Posted in: Activist Tools
“Race to the Top” Funding vs. Jobs Package: Which Offers More for Cash-Strapped Schools?
Tags: Education Funding, Jobs
by Will Potter
With at least 130,000 teachers receiving pink slips in the next three months, and school budgets already cut to the bone, states are turning to the federal government for aid. Under the Obama administration’s ‘Race to the Top’ competitive grant program, that aid is only available to districts as long as they make radical changes such as converting to a charter school or firing all of the teachers.
However, grants available through Race to the Top are only a fraction of the money that would be available to cash-strapped schools in another proposal pending in Congress, which would extend the successful state aid program of the American Recovery and Reinvestment Act.
Sen. Tom Harkin (D-Iowa), chair of the Senate Education Committee, introduced S. 3206 last week. The bill will provide $23 billion to extend the program.
A side-by-side comparison of potential grant awards versus jobs legislation funding shows stark differences for cash-strapped schools.
For example, California is eligible for a maximum of $700 million under Race to the Top, but would receive nearly $3 billion through the jobs package.
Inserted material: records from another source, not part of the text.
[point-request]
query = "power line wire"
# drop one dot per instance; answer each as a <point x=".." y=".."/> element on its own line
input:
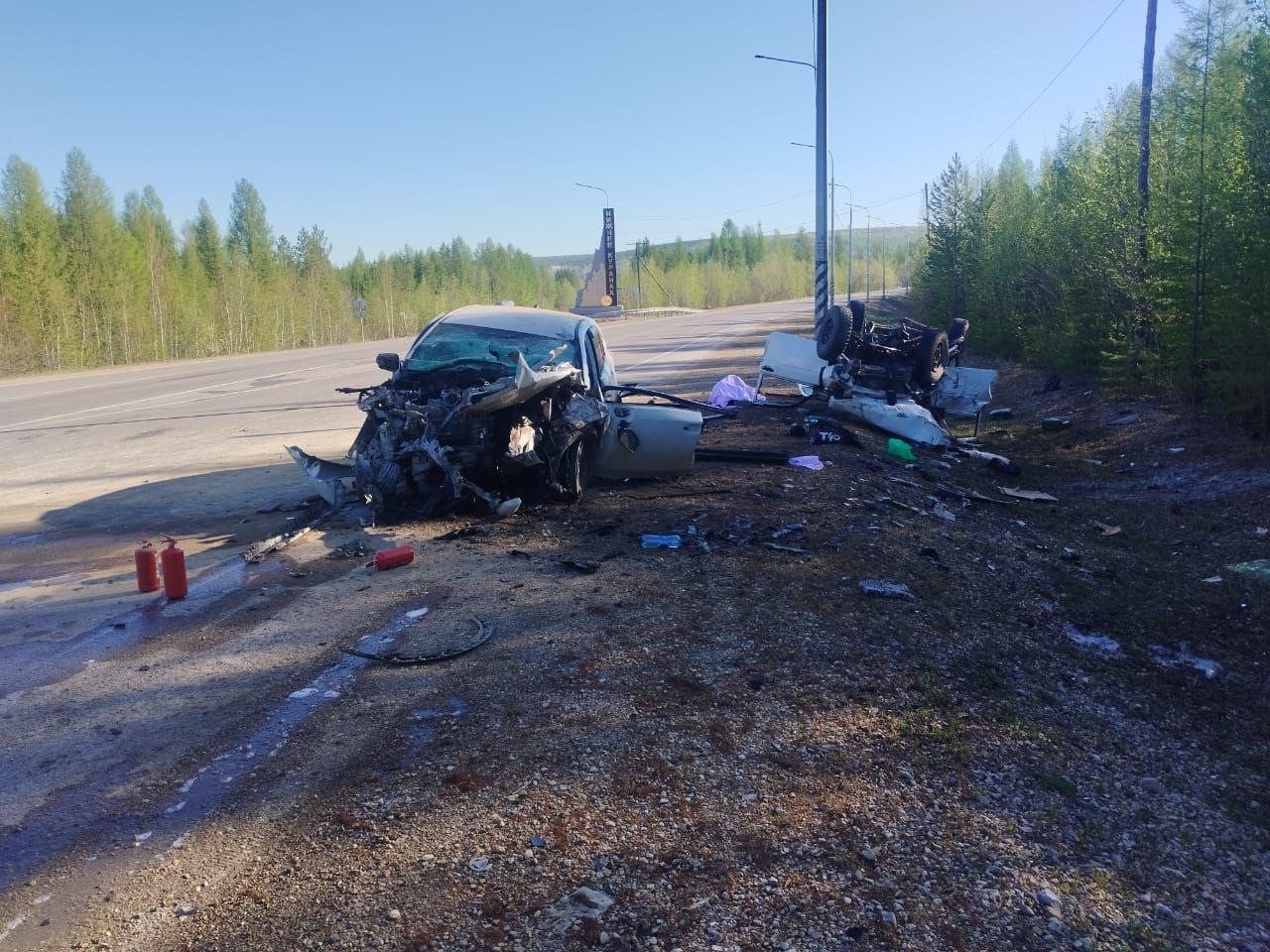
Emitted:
<point x="722" y="214"/>
<point x="1053" y="80"/>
That difference, of more than four times the funding, is critical in a state facing a facing a possible 26,000 educator layoffs.
Illinois would receive a maximum of $400 million under Race to the Top, but $978 million through the jobs package. [See this chart for a side-by-side comparison of what every state would receive under each proposal.]
‘Our members and all educators are struggling to keep their heads above water,’ said NEA President Dennis Van Roekel.
‘They’re doing everything they can to keep their jobs, and keeping those jobs is coming down to how much Federal funding their states will receive,’ he said. ‘We need to get our states and schools as much money as we can right now to stop the loss of our educators, who may leave the profession altogether after being forced out.’